Methods:  Virtually complete genome sequences representing 125 inter-subtype recombinant strains, mostly collected between 1996 and 2005, were tabulated with respect to component subtypes and breakpoints. Newly developed software (Breakpoint Blast) was used to evaluate the frequency of breakpoints across the genome and to identify breakpoints common to two or more strains. The relationship of strain complexity and shared breakpoints to date of isolation, geographic region, and risk group was evaluated.

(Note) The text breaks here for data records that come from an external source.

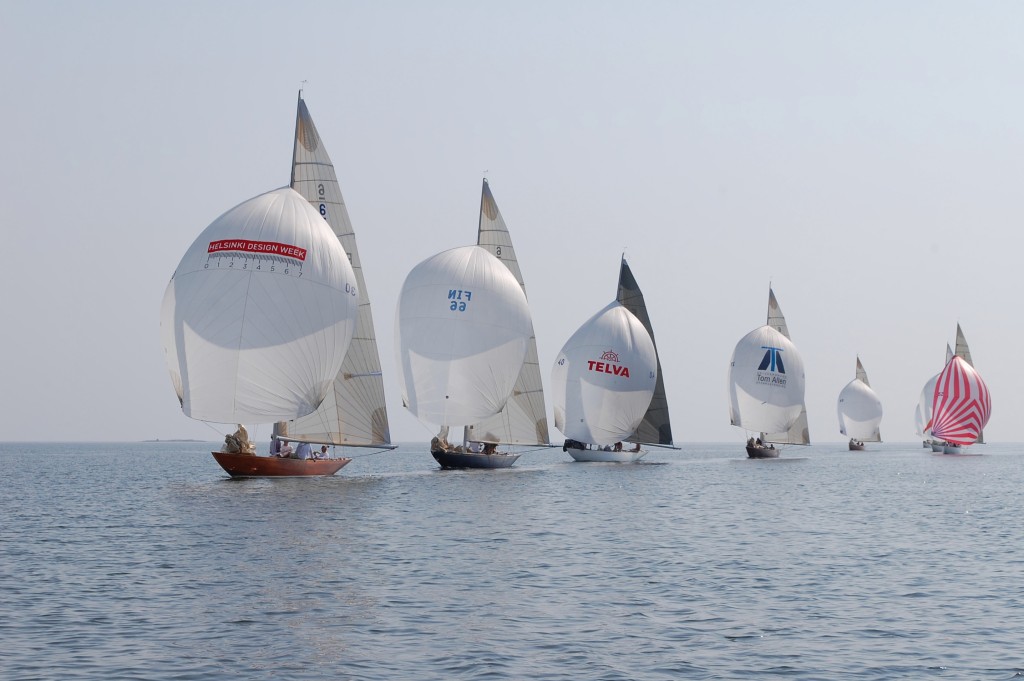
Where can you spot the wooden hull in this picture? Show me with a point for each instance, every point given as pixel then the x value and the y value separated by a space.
pixel 756 452
pixel 605 457
pixel 451 460
pixel 243 465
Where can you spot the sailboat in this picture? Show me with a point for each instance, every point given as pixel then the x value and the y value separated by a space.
pixel 963 406
pixel 923 413
pixel 766 386
pixel 962 401
pixel 963 350
pixel 463 334
pixel 523 420
pixel 353 413
pixel 258 315
pixel 859 411
pixel 600 400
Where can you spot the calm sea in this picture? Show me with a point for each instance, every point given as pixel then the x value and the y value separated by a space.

Results:  From East Africa, we collected 66 recombinant strains exclusively from heterosexual or perinatal transmission, and, from Asia, 59 about half from injecting drug users (IDU) and half from heterosexual transmission, were available for analysis. In Asia, strains from IDU shared many more breakpoints than those from heterosexual contact.  CRF maintained their structure during wide geographic spread but also shared breakpoints with other recombinant strains, composed of the same subtypes, in their respective geographic regions.

Conclusions:  Recombinant strains reflect the social networks in which they spread. In multiply exposed, high-risk groups, repeated cycles of dual infection and recombination leads to a dynamic network of complex and inter-related recombinants. CRF may emerge when strains from high-risk groups enter larger, but lower-risk, heterosexual networks, where lower dual infection rates lead to a stabilization of their structure. In vaccine trials, particularly those in high-risk groups, the possibility exists that vaccinees may be exposed to multiple HIV-1 strains in a single transmission event, and to related but non-identical recombinant strains in the population.